Description
India Heading towards Bank Closures and Economic Meltdown
India, the seventh-largest economy in the world, just a few months ago, was the world's fastest-growing major economy.
Now India's economic growth has slowed down. The picture is grim. Companies are witnessing a sharp downturn in sales. Many foreign investors are pulling money out of the Indian stock markets leading to high volatility . The agricultural sector is down .
Unemployment is at its peak.
Bank runs; bank closures leading to restricted lending,
and collapsing institutions.
The Indian financial sector is in big trouble,
and the contagion is starting to bite in the real economy.
The country's car industry has taken a hit from the downturn.
New passenger car sales slumped by 40% in august.
Car manufacturing is a crucial sector for employment in the country.
India is facing the worst crisis ever since the country formed. In fact, with a low crude oil price, its a time of windfall gains for all developing countries. Many countries are growing spectacularly in Asia and Africa.
But in India, things are falling apart, and the country is heading towards a severe crisis.
India's economy has long relied on state-run banks,
but poor governance and cozy connections
with powerful tycoons helped to contribute to a credit crunch.

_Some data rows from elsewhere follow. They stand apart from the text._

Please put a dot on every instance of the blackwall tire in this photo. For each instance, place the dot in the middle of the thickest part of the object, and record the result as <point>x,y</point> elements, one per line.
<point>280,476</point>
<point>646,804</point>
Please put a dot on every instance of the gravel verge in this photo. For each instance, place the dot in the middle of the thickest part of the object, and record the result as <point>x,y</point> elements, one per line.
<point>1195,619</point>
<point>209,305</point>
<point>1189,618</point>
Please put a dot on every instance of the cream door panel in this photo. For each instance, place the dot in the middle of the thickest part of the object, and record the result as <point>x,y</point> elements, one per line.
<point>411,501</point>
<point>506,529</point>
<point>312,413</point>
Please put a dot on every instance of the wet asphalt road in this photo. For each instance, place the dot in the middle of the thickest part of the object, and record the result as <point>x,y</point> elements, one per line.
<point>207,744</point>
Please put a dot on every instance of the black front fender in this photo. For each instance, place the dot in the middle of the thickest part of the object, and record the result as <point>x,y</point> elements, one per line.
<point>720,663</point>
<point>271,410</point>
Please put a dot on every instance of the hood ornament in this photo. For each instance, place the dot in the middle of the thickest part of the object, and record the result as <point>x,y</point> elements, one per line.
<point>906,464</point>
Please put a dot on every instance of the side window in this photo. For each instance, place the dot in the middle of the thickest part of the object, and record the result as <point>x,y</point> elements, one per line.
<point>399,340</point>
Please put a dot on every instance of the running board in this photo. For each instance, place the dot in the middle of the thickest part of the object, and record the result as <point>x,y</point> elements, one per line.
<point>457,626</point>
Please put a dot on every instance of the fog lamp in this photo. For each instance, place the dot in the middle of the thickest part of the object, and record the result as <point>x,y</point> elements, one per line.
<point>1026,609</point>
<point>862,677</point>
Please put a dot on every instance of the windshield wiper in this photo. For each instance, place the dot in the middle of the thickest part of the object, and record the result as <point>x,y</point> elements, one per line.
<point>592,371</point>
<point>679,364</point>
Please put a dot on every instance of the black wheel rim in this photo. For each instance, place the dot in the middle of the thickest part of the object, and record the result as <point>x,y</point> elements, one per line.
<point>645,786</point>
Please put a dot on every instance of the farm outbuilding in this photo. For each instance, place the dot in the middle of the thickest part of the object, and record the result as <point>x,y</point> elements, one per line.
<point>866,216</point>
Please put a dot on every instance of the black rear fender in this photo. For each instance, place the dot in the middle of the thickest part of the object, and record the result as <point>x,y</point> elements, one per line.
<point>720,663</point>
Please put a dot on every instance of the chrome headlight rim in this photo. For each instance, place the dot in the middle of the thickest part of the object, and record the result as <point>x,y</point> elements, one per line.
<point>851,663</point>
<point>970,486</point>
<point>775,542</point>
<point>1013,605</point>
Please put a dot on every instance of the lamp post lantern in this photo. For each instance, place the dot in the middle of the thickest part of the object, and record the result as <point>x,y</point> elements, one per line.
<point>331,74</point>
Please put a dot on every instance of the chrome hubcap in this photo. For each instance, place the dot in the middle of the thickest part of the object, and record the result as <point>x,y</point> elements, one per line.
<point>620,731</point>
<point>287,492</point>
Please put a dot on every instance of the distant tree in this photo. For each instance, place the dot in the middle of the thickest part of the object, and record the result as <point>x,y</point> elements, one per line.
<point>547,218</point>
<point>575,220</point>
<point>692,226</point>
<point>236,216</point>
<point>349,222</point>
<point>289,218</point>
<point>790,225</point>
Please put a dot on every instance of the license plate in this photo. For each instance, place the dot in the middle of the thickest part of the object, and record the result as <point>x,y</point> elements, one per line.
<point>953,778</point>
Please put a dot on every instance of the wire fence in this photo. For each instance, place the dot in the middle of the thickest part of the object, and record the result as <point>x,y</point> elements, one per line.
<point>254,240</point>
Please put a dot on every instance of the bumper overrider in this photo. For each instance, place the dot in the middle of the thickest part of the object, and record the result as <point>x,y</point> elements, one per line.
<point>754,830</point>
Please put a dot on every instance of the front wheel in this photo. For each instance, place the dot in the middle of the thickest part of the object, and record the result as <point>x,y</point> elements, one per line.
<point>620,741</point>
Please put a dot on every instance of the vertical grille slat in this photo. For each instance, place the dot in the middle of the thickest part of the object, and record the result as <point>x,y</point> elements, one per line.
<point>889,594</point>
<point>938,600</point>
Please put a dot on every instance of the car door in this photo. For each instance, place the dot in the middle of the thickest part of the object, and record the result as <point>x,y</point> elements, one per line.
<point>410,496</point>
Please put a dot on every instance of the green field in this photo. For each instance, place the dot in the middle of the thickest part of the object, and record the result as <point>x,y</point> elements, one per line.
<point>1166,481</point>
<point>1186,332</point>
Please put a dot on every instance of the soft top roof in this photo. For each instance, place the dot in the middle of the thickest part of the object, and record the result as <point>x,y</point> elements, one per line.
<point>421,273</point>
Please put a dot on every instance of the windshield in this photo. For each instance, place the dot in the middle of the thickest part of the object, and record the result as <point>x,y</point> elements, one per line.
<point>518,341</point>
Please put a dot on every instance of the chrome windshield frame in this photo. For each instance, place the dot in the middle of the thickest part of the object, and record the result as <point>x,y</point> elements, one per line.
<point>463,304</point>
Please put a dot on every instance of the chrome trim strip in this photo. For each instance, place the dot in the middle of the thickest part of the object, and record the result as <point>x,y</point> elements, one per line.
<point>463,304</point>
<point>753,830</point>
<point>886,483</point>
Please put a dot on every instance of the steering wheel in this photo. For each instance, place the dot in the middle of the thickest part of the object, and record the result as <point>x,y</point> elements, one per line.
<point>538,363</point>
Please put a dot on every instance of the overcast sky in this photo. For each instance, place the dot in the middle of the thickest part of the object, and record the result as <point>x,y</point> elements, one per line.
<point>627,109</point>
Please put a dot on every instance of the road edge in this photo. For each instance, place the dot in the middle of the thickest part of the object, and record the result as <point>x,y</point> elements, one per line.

This means borrowers had to find new sources of money.
So-called shadow banks popped up,
but these less-regulated lenders ceded
yet riskier loans, especially to real estate investors.
Last month, The Punjab & Maharashtra Cooperative Bank
was seized by authorities, and its top executives arrested.
About 1.5 Million account holders had seen access to their savings accounts constrained.
Resulting in panic and customers demanding their money back.
Rumors of additional bank closures spread like wildfire, resulting in bank runs.
The run on PMC happened almost precisely a year
after the collapse of another colossal shadow lender.
That was depicted at the time as a one-off event.
But economic growth has since hindered to a six-year low,
and investors fear more lenders will go bust.
Loans are now more hard to get,
businesses find it difficult to extend their activities,
and consumers are battling to get loans
for houses or just motorcycles.
Big shadow banks have seen their share prices plunge,
whereas traditional banks are still struggling to retrieve
a year's worthwhile of outstanding loans.
If more lenders go bust, it could generate a domino effect
and diffuse like a virus through the broader economy.
Economists say they see echoes of series of events that
resulted in the US financial crisis, as once high-flying lenders
succumbed to the constraint of bad debt.
And they're concerned India's economy could now
face a reckoning of its own.
India Is In A COMPLETE MESS!
India Is Adding 20 Million People a year.
Where Are The JOBS?
Even the GDP figures are forged and fraudulent.
The actual GDP growth in India is nearly around 3.2% to 3.4% only, besides all types of government's claims.